Teaching history’s impact on health care

Interactive class at Birmingham Civil Rights Institute shows students how past impacts access to care, health of city

Photo: BCRI Visit 2020Understanding history and its impact on today is an important part of health care. That is the basis of an interactive class created by University of Alabama at Birmingham School of Nursing Instructors Elizabeth Crooks, DNP, RN, CNE, and Rachael Bruce, MSN, MPH, CRNP, NP-C, wherein they teach nursing honors students using the resources at the Birmingham Civil Rights Institute.  On March 3, a group of 12 nursing honors students visited the BCRI and reflected on Birmingham’s history of segregation, role in the civil rights movement, and how that history continues to impact access to care and the health of the city’s residents.

“These students are in their first nursing leadership course, learning skills in communication, ethics and conflict management. This activity is a chance to approach the ethical question of ‘Is health care a civil right or a privilege?’,” Crooks said. “I want these future nurse leaders to see nursing’s role as advocates for diversity and inclusion and addressing health disparities.”

Photo: BCRI Visit 2020The Bachelor of Science in Nursing (BSN) students examined the American Association of Colleges of Nursing (AACN)’s five core values — altruism, autonomy, human dignity, integrity and social justice — as they reflected on the Civil Rights Movement and its leaders. After being able to freely tour the BCRI, the group gathered for a discussion of what they learned and experienced in the Institute’s exhibits.

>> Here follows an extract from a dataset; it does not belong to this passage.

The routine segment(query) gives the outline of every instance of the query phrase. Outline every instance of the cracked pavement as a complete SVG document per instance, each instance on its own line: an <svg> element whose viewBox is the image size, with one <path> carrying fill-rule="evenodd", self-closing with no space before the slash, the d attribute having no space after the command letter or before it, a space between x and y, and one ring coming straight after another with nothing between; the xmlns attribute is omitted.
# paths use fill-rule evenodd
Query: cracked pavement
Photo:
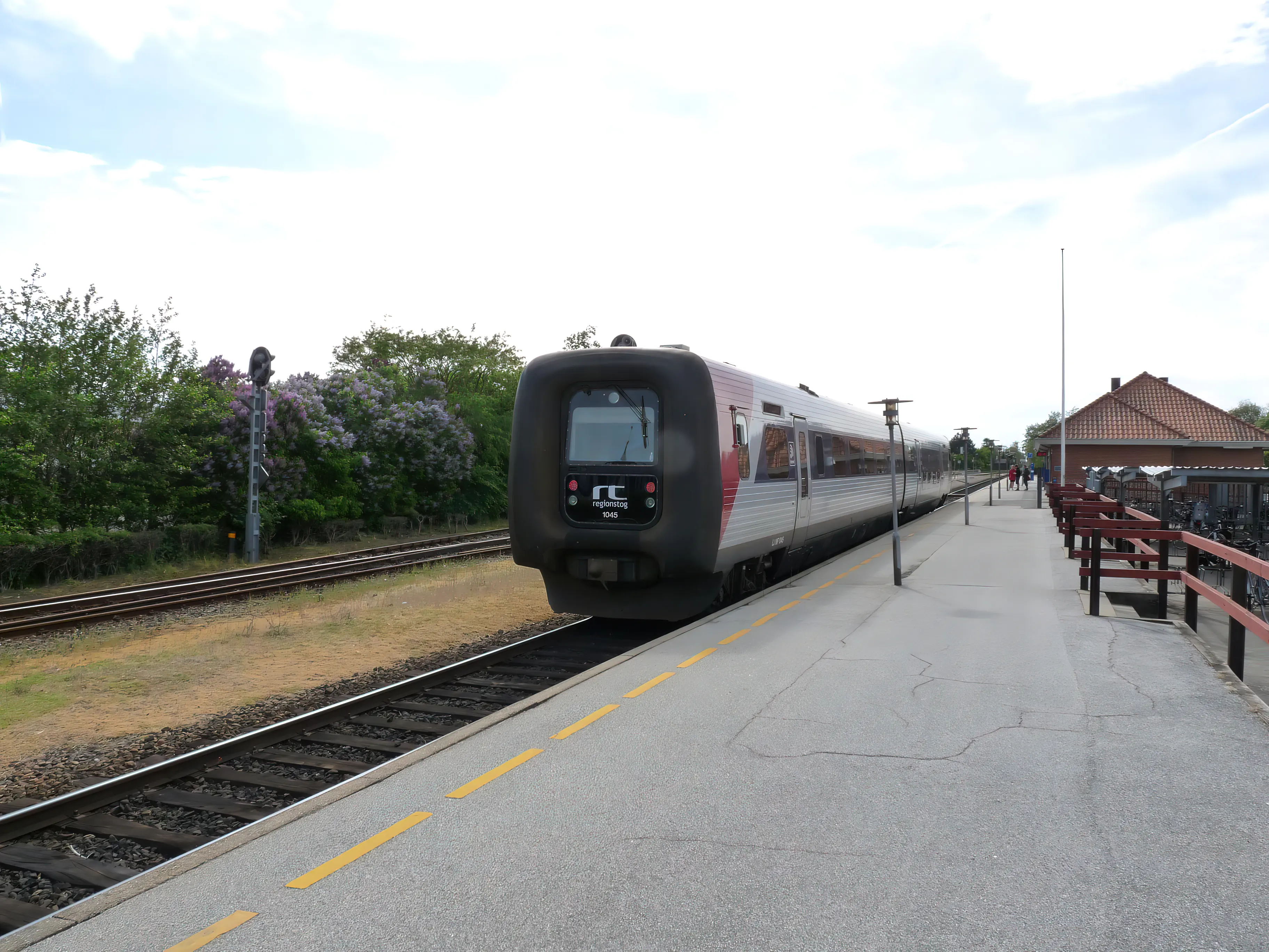
<svg viewBox="0 0 1269 952"><path fill-rule="evenodd" d="M860 546L38 948L162 949L233 909L259 915L216 952L1265 948L1254 698L1175 627L1084 616L1018 495L906 527L902 589Z"/></svg>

For Joia Pfeiffer, a BSN student from Albertville, this was her first chance to visit the BCRI. The experience was more emotional than she expected, especially the exhibit highlighting the four African American girls killed in the 16th Street Baptist Church bombing.

“That exhibit and the Institute made me reflect on the level of hate that drove that violence,” she said. “Hate can get really out of hand, and it is a reminder that we need to show compassion and understanding.”

The visit allowed her a chance to compare leadership qualities from the civil rights leaders and nurses. Approaching care and patients with compassion and understanding are important parts of nursing, Pfeiffer said, because oftentimes patients see nurses during some of their worst days.

Photo: BCRI Visit 2020Decatur native Johanna Halbrooks visited the BCRI once before this class, and the second visit gave her a chance to reflect more on the impact of segregation on health care and access to care.

“I went into the experience with an open mind and thought about health disparities and implicit bias,” Halbrooks said. “I also focused on the fact that neighborhoods and people were divided, and you could see that influence on people and their access to care.”

In the group discussion, there was a lot of focus on person-first language and acknowledging the patient’s humanity. To Halbrooks, this means seeing the patient as an individual and working to understand their experience and circumstances, rather than just seeing them as another case.

“The combination of arts and science is not only a foundation of nursing, but an opportunity to widen the student’s view of their scope of practice and demonstrate the core values of nursing,” Crooks said. She hopes to see more students visit the BCRI and integrate the humanities into their nursing education. “This is a way to embrace what is uniquely Birmingham. Birmingham is a great classroom — you just have to figure out how to use it.”